Mutaz al-Mu’tri, Benghazi’s security directorate spokesperson, said two bomb bags had been used in the attack, according to Libya’s 218 tv news channel.
There was no immediate claim of responsibility.
The incident comes weeks after a double car bombing in Benghazi killed at least 33 people.
That attack, which took place outside the Bait Radwan mosque on January 23, left more than 50 others wounded, including a number of senior security officials.
Ahmed al-Fituri, chief of a special investigation unit attached to the general command of east Libyan security forces, was among the casualties.
Forces loyal to Khalifa Haftar, a renegade general based in the east of the country, took control of Benghazi in 2017, after a three-year campaign against rival armed groups.
The battles have left large swathes of the port city in ruins.
Several bombings during the latter stages of the conflict targeted figures linked to Haftar’s self-styled Libyan National Army (LNA).
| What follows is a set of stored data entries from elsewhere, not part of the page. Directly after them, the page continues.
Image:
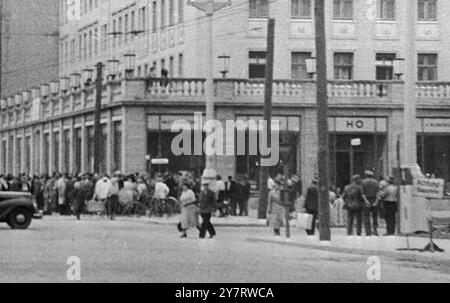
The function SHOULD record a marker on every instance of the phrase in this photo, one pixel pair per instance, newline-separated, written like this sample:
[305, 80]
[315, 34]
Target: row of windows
[126, 26]
[343, 66]
[69, 141]
[343, 9]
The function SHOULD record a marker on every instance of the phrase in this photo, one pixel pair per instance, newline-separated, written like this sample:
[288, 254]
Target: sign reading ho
[428, 188]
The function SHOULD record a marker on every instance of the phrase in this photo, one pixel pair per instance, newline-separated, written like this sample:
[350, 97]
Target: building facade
[54, 132]
[29, 44]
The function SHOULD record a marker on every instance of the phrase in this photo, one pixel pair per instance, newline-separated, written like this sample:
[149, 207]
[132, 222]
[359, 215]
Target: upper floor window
[301, 9]
[259, 8]
[385, 66]
[257, 65]
[427, 10]
[427, 67]
[298, 65]
[343, 9]
[386, 9]
[343, 66]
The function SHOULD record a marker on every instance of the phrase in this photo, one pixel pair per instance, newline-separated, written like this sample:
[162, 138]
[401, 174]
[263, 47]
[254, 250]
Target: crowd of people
[361, 204]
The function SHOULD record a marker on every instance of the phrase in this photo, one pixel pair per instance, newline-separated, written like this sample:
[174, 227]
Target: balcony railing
[239, 91]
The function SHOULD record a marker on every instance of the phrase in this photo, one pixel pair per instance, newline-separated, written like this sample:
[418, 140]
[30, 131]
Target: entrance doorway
[347, 160]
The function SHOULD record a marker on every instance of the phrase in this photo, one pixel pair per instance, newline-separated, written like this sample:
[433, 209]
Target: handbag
[304, 220]
[96, 206]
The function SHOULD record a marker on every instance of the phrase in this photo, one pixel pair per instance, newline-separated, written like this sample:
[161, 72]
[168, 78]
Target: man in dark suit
[207, 201]
[232, 193]
[312, 205]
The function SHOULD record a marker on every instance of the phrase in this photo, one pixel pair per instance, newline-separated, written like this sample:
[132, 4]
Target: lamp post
[130, 63]
[226, 65]
[209, 7]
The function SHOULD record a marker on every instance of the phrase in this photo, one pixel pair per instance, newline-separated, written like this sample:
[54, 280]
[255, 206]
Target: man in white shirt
[161, 190]
[102, 189]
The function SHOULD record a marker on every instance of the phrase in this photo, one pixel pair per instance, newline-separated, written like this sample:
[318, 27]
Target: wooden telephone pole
[97, 125]
[322, 122]
[264, 170]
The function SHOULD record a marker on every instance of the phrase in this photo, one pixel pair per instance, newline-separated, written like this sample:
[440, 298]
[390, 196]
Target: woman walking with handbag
[189, 210]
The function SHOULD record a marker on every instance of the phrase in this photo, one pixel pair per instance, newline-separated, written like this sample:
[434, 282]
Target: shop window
[427, 67]
[257, 65]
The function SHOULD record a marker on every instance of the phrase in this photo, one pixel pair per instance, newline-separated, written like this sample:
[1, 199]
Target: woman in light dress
[189, 210]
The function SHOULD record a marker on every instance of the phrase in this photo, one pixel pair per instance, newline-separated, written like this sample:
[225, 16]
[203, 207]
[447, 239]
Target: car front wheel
[20, 219]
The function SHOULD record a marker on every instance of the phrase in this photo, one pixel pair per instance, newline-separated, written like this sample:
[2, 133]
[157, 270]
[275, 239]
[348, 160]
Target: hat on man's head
[369, 173]
[356, 177]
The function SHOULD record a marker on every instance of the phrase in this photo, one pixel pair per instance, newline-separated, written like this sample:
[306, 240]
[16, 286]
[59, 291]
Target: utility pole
[1, 47]
[322, 122]
[209, 7]
[264, 170]
[97, 126]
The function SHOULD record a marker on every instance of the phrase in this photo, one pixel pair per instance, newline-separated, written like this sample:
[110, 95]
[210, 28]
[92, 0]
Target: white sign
[436, 125]
[160, 161]
[357, 124]
[428, 188]
[356, 142]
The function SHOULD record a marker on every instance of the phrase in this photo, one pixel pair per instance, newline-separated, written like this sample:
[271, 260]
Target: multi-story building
[366, 102]
[29, 44]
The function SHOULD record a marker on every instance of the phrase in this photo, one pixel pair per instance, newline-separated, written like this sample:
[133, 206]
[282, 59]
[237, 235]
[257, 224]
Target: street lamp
[113, 68]
[130, 63]
[209, 7]
[226, 65]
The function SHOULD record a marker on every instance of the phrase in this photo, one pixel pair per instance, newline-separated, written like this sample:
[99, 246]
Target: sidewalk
[367, 246]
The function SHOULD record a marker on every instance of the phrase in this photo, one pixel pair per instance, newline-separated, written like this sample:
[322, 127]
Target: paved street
[133, 250]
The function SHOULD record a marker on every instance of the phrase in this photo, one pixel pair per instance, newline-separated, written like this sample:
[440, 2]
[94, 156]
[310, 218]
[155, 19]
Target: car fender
[7, 206]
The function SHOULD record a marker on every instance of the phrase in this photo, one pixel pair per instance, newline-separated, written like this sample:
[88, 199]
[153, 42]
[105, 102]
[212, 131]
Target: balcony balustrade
[234, 91]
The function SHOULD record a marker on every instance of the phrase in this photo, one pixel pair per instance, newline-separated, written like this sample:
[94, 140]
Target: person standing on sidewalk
[276, 208]
[370, 188]
[390, 197]
[189, 210]
[354, 203]
[312, 205]
[208, 206]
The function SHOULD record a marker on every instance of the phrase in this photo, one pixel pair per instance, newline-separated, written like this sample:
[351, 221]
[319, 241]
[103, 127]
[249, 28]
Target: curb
[399, 256]
[223, 224]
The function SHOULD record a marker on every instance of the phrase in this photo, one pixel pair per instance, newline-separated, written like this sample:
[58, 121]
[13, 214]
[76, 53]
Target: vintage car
[17, 209]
The LNA claimed victory in Benghazi in July of last year, but sporadic clashes dragged on until December, when it took control of its rivals’ final holdout.
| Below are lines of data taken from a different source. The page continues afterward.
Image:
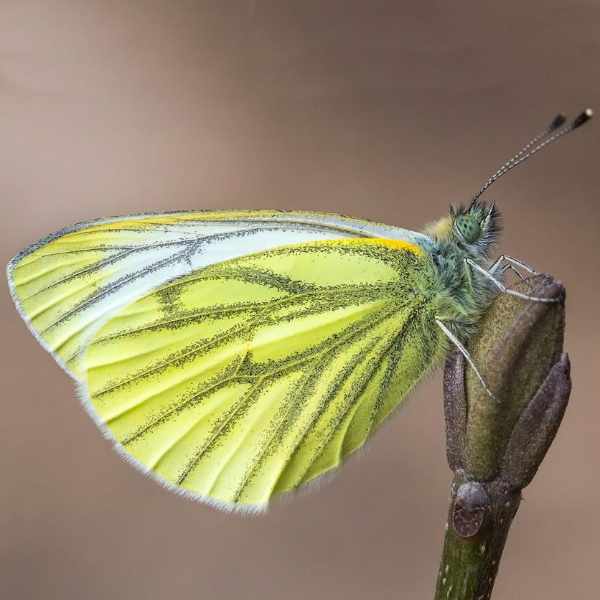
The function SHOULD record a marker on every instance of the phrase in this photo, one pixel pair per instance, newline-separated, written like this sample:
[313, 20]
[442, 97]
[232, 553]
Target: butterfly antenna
[555, 130]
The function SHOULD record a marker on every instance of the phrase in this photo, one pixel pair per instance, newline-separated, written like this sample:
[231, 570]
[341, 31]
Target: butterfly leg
[464, 352]
[503, 288]
[513, 262]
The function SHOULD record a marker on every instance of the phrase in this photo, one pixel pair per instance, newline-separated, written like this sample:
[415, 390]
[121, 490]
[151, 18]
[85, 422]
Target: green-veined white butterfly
[237, 355]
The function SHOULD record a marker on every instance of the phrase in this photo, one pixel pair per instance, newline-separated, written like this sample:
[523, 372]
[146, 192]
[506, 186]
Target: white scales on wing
[118, 260]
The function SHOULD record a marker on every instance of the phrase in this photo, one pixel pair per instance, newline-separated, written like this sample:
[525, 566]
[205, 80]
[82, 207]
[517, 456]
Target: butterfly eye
[469, 228]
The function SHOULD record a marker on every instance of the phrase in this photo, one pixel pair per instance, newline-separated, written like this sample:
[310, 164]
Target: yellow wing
[254, 376]
[67, 284]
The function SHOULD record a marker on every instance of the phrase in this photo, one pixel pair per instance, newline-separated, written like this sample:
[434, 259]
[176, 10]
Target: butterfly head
[474, 229]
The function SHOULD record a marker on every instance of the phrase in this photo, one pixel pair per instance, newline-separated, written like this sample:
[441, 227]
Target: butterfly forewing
[254, 376]
[66, 285]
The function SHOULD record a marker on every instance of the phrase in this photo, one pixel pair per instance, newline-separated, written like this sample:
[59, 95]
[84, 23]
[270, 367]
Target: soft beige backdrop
[388, 110]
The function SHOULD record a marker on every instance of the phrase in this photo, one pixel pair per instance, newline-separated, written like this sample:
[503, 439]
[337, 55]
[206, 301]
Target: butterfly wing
[67, 284]
[254, 376]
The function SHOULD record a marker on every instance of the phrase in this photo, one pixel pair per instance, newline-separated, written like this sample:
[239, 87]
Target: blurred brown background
[387, 110]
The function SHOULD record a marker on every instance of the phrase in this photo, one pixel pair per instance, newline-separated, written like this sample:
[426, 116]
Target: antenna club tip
[583, 117]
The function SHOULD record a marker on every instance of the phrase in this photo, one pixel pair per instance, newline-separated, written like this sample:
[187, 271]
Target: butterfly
[238, 355]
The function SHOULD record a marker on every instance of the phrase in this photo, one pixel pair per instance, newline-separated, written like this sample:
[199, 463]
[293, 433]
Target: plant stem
[468, 566]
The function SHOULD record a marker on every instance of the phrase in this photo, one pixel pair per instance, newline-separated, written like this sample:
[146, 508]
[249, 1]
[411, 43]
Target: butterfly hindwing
[66, 285]
[254, 376]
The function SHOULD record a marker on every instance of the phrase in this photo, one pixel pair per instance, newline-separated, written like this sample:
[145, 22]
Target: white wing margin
[66, 285]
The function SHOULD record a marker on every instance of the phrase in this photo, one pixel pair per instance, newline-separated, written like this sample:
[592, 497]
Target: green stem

It has since imposed strict military controls on the city and other parts of eastern Libya under its control.
The fighting in Benghazi was part of a broader conflict that developed in Libya after former ruler Muammar Gaddafi was removed from power and killed in a NATO-backed uprising in 2011.
The North African nation has had competing governments aligned with rival military factions based in Tripoli and the east since 2014.